How Over-Parameterization Slows Down Gradient Descent in Matrix Sensing: The Curses of Symmetry and Initialization

Part of International Conference on Representation Learning 2024 (ICLR 2024) Conference

Bibtex Paper Supplementary

Authors

Nuoya Xiong, Lijun Ding, Simon Du

Abstract

This paper rigorously shows how over-parameterization dramatically changes the convergence behaviors of gradient descent (GD) for the matrix sensing problem, where the goal is to recover an unknown low-rank ground-truth matrix from near-isotropic linear measurements.First, we consider the symmetric setting with the symmetric parameterization where $M^* \in \mathbb{R}^{n \times n}$ is a positive semi-definite unknown matrix of rank $r \ll n$, and one uses a symmetric parameterization $XX^\top$ to learn $M^*$. Here $X \in \mathbb{R}^{n \times k}$ with $k > r$ is the factor matrix. We give a novel $\Omega\left(1/T^2\right)$ lower bound of randomly initialized GD for the over-parameterized case ($k >r$) where $T$ is the number of iterations.

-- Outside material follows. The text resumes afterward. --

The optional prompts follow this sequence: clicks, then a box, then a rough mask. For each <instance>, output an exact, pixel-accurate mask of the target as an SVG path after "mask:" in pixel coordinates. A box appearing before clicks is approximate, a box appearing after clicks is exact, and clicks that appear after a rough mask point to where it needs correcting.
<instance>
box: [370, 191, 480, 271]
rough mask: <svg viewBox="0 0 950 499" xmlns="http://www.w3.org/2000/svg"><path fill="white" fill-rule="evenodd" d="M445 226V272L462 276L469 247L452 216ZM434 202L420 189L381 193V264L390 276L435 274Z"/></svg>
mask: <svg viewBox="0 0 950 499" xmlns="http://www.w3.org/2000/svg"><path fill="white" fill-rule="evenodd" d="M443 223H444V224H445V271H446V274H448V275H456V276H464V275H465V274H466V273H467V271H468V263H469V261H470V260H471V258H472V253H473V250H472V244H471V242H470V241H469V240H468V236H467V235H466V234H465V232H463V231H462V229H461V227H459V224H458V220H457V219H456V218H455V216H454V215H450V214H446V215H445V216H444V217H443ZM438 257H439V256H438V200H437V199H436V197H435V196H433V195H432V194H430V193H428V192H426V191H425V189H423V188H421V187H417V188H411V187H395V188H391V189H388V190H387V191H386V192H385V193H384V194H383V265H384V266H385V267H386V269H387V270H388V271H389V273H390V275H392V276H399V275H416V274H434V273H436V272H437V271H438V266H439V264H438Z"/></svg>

This is in stark contrast to the exact-parameterization scenario ($k=r$) where the convergence rate is $\exp\left(-\Omega\left(T\right)\right)$. Next, we study asymmetric setting where $M^* \in \mathbb{R}^{n_1 \times n_2}$ is the unknown matrix of rank $r \ll \min\{n_1,n_2\}$, and one uses an asymmetric parameterization $FG^\top$ to learn $M^*$ where $F \in \mathbb{R}^{n_1 \times k}$ and $G \in \mathbb{R}^{n_2 \times k}$. We give the first global exact convergence result of randomly initialized GD for the exact-parameterization case ($k=r$) with an $\exp\left(-\Omega\left(T\right)\right)$ rate. Furthermore, we give the first global exact convergence result for the over-parameterization case ($k>r$) with an $\exp\left(-\Omega\left(\alpha^2 T\right)\right)$ rate where $\alpha$ is the initialization scale. This linear convergence result in the over-parameterization case is especially significant because one can apply the asymmetric parameterization to the symmetric setting to speed up from $\Omega\left(1/T^2\right)$ to linear convergence. Therefore, we identify a surprising phenomenon: asymmetric parameterization can exponentially speed up convergence. Equally surprising is our analysis that highlights the importance of imbalance between $F$ and $G$. This is in sharp contrast to prior works which emphasize balance. We further give an example showing the dependency on $\alpha$ in the convergence rate is unavoidable in the worst case. On the other hand, we propose a novel method that only modifies one step of GD and obtains a convergence rate independent of $\alpha$, recovering the rate in the exact-parameterization case. We provide empirical studies to verify our theoretical findings.